Enrique Blanco, el CTIO saliente tras cuatro décadas en la empresa, ha señalado que han estado laborando en este ámbito durante diez años, realizando pruebas restringidas en áreas como Madrid o Vizcaya.
Sin embargo, tal vez la inversión más relevante sea Open Gateway. Chema Alonso, figura destacada de la transformación digital (aunque con un futuro dudoso), ha anunciado colaboraciones con TikTok, Cabify, AWS, Google Cloud y la Comunidad de Madrid. La meta es transformar sus redes, que hasta ahora han sido simples carreteras, en plataformas que produzcan beneficios económicos. Telefónica busca capitalizar su papel destacado como validador de identidad y establecerse como un intermediario tecnológico entre los ciudadanos y los servicios.

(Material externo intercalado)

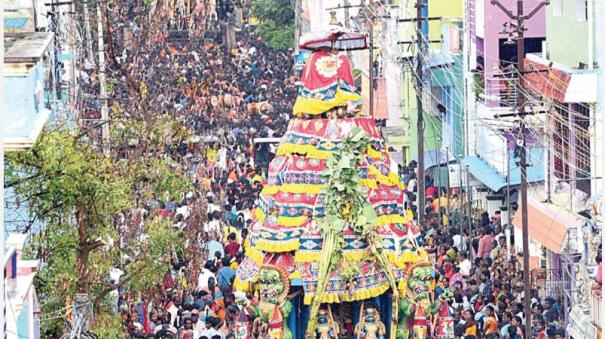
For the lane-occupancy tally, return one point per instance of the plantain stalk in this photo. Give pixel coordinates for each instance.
(326, 266)
(376, 248)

No obstante, detrás de estos indicios de modernidad, se mantiene la estructura de una compañía creada para un mundo diferente. Su cultura organizacional, formada a lo largo de décadas como un monopolio nacional, entra en conflicto con la flexibilidad necesaria para la innovación. Los más de 100.000 trabajadores que aún tiene el grupo se diferencian de operadoras más ágiles. Sin mencionar a las grandes empresas tecnológicas.